‘Orangeworm’ Cyberattack Group Puts Healthcare Industry in the Crosshairs

Posted May 1, 2018

Since last year’s WannaCry ransomware attack, the healthcare industry has anxiously waited for the next big cyberthreat. But while WannaCry indiscriminately attacked unpatched Windows-based systems, an emerging hacker group called Orangeworm has recently set its sights on healthcare systems in particular—and they’ve already successfully infected a number of medical imaging systems in the United States.

Orangeworm “does not select its targets randomly or conduct opportunistic hacking,” according to a report by security firm Symantec. “Rather, the group appears to choose its targets carefully and deliberately, conducting a good amount of planning before launching an attack.”

Nearly 40% of Orangeworm’s targets are part of the healthcare industry, while many others are linked to healthcare, such as manufacturers that produce medical imaging equipment and information technology firms that support medical clinics. About 17% of infections occurred in the United States, more than any other country.

Although first identified in 2015, Orangeworm’s momentum has increased significantly in recent months, and little is known about the group.

“The healthcare industry is one of the least prepared to deal with cybersecurity threats, and it has yet to take many of the steps necessary to adequately prepare their medical and information technology environments,” said Stephen Grimes, managing partner and principal consultant for Strategic Healthcare Technology Associates, LLC and a member of the BI&T Editorial Board. “Medical devices are among the most vulnerable because approaches to adequately protecting those technologies are generally the least understood by security professionals.”

Orangeworm works by using a backdoor to install a trojan, called Kwampir, inside of computer networks. Kwampir then aggressively replicates itself, allowing hackers “to gather as much additional information about the victim’s network as possible, including any information pertaining to recently accessed computers, network adapter information, available network shares, mapped drives, and files present on the compromised computer,” Symantec wrote, as well as allowing for remote access to the computer systems.

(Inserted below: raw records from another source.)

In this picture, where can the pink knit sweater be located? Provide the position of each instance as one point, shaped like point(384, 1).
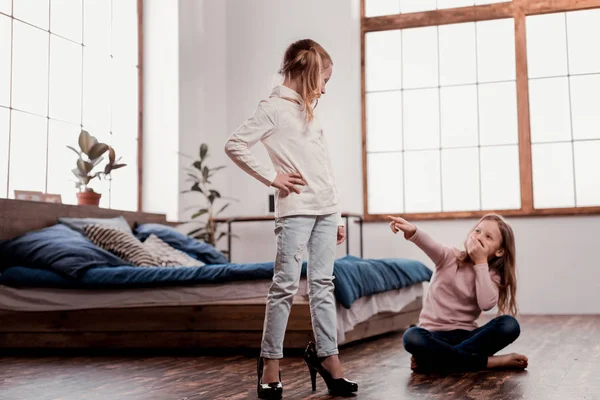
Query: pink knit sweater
point(457, 294)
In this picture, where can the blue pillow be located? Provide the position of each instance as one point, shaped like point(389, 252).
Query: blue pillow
point(199, 250)
point(58, 248)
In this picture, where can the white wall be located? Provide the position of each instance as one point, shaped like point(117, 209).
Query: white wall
point(161, 108)
point(557, 266)
point(184, 98)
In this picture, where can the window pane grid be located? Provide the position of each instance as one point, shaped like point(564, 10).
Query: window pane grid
point(64, 30)
point(419, 123)
point(567, 100)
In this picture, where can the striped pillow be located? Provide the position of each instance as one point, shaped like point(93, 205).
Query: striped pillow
point(121, 243)
point(167, 255)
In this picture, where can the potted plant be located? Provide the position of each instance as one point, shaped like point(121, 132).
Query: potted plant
point(200, 176)
point(91, 154)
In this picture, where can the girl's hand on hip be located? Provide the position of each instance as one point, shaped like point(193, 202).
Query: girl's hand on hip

Orangeworm doesn’t appear to be motivated to harm medical devices or patients, according to the report. Rather, it is aimed at corporate espionage—stealing sensitive data and intellectual property—although the group has also attempted to collect protected health information. Still, the presence of malware in a medical device could cause unintended malfunctions, said Axel Wirth, distinguished technical architect for Symantec Corporation in Cambridge, MA, and a member of the BI&T Editorial Board.

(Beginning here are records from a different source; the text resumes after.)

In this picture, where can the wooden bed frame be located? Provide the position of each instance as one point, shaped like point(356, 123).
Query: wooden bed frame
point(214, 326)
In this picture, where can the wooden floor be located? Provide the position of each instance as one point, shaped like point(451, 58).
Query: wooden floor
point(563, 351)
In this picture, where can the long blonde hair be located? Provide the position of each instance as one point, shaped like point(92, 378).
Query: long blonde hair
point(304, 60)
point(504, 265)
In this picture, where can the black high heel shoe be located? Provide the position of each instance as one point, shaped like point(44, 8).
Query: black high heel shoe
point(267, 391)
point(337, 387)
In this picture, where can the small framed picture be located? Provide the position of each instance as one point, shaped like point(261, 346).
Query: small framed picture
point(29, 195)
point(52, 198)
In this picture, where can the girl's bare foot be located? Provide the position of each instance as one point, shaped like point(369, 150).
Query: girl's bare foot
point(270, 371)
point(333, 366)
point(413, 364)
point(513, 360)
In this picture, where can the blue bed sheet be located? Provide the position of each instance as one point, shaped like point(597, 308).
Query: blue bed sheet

“The threat shows that attackers can be successful and are able to plant malware onto computers attached to medical devices with some concerted effort. That part is troubling,” Wirth said. “In addition, malware such as Kwampirs could introduce instability into systems that could potentially result in harm, such as equipment malfunctions or delays in accessing information.”

Even though the healthcare industry has learned a lot since WannaCry, it has additional reasons to be concerned about the threat of Orangeworm. Even if today’s Orangeworm attacks may appear to be data-gathering missions, the ability to gain remote access to medical device systems means that it could serve as a launching point for future, “more devastating” attacks, Grimes said. That’s why it’s important to work together to prevent those attacks from happening.

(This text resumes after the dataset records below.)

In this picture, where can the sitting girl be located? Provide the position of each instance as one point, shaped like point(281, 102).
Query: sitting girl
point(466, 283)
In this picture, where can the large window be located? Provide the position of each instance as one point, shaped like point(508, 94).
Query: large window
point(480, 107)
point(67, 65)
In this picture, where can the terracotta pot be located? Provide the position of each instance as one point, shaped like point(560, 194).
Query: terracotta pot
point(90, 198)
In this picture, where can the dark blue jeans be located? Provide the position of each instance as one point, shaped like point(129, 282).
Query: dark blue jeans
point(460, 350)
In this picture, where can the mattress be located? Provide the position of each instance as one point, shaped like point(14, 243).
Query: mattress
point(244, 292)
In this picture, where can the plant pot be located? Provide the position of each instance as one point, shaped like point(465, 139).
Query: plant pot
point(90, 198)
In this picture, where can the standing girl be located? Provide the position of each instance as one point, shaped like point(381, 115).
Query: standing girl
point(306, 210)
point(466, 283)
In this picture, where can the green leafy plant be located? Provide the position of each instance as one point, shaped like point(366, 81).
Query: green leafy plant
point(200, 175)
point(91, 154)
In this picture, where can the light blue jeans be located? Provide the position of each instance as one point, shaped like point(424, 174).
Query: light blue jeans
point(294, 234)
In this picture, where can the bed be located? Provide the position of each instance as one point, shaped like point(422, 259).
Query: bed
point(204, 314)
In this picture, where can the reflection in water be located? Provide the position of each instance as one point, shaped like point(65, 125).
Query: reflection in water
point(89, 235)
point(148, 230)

“The nature, number, and serious impact of all these cyberattacks will undoubtedly increase until there is widespread industry effort to employ ‘defense in depth,’” Grimes said. “That means hardening the devices and systems, educating stakeholders, and working with organizations like NH-ISAC, US-CERT and ICS-CERT that collect and share information about known vulnerabilities.”

Grimes and Wirth are the editors of a forthcoming resource intended to establish a common language and understanding for cybersecurity in healthcare for all stakeholders. Medical Device Cybersecurity: A Guide for HTM Professionals will be available in the AAMI Store this summer.